Un'idea innovativa che intende sfruttare quella che è una tendenza sempre più diffusa: affidare ai medesimi visitatori il ruolo di ambasciatori (modernamente si direbbero influencer) del territorio, certificando la loro presenza nel Friuli Occidentale con scatti fotografici nei pressi di opere di arte musiva, da sempre una delle eccellenze locali nel mondo, che ha come capofila non per niente la centenaria Scuola mosaicisti del Friuli di Spilimbergo, da cui sono usciti centinaia di maestri e di artigiani che hanno decorato l'intero pianeta.
Si tratta del progetto "Tessere di mosaico" che intende valorizzare l'area intercomunale in merito all'aspetto culturale-artistico e all'arredo urbano. I municipi coinvolti sono Castelnovo del Friuli, Clauzetto, Pinzano al Tagliamento, Travesio e Vito d'Asio. I maestri mosaicisti vincitori sono Mohamed Chabarik per Spilimbergo e Travesio, Gabriella Buzzi per Vito d'Asio e Pinzano al Tagliamento, Stella Zannier per Clauzetto (per Castelnovo del Friuli è stato formulato un nuovo bando non avendo ricevuto nessuna proposta dagli artigiani interessati).
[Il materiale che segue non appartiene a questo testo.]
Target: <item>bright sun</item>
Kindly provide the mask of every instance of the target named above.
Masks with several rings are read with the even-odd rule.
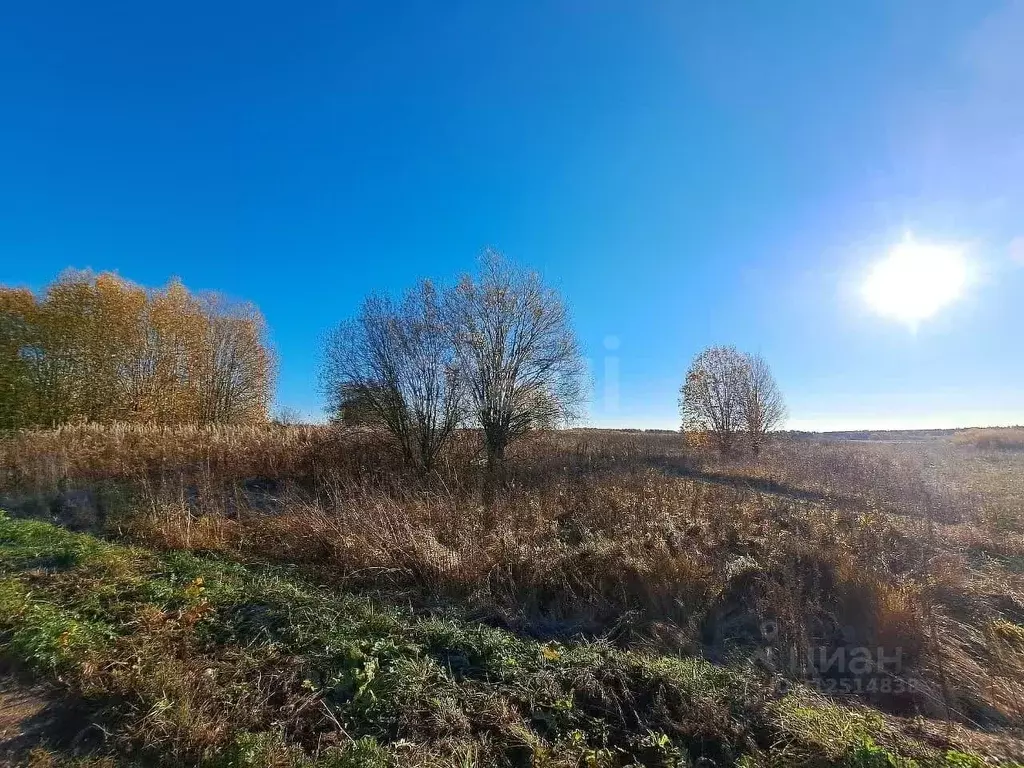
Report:
[[[954,302],[967,283],[963,252],[907,237],[871,269],[864,298],[880,315],[917,325]]]

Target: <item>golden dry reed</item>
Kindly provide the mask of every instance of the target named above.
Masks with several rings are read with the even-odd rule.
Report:
[[[0,505],[540,636],[796,677],[818,651],[881,648],[913,689],[856,695],[1009,722],[1024,717],[1024,455],[962,442],[779,438],[755,460],[673,433],[547,432],[485,505],[472,431],[422,477],[366,428],[83,425],[0,441]]]

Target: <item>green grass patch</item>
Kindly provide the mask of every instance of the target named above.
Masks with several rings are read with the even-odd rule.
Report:
[[[287,568],[6,517],[0,648],[104,702],[109,749],[146,762],[960,765],[750,670],[540,643]]]

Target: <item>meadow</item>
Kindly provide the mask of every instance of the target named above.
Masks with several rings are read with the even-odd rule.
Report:
[[[1010,764],[1022,435],[540,432],[485,504],[473,431],[9,433],[0,653],[75,724],[9,759]]]

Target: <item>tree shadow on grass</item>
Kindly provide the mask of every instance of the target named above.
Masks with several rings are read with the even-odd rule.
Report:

Gli artisti dovranno realizzare dei "selfie point" che verranno installati in alcuni dei punti panoramici più caratteristici delle municipalità coinvolte. Per la realizzazione i cosiddetti "selfie point" in mosaico verranno investiti 30 mila euro: ai maestri mosaicisti andranno quindi 5 mila euro per ogni opera realizzata.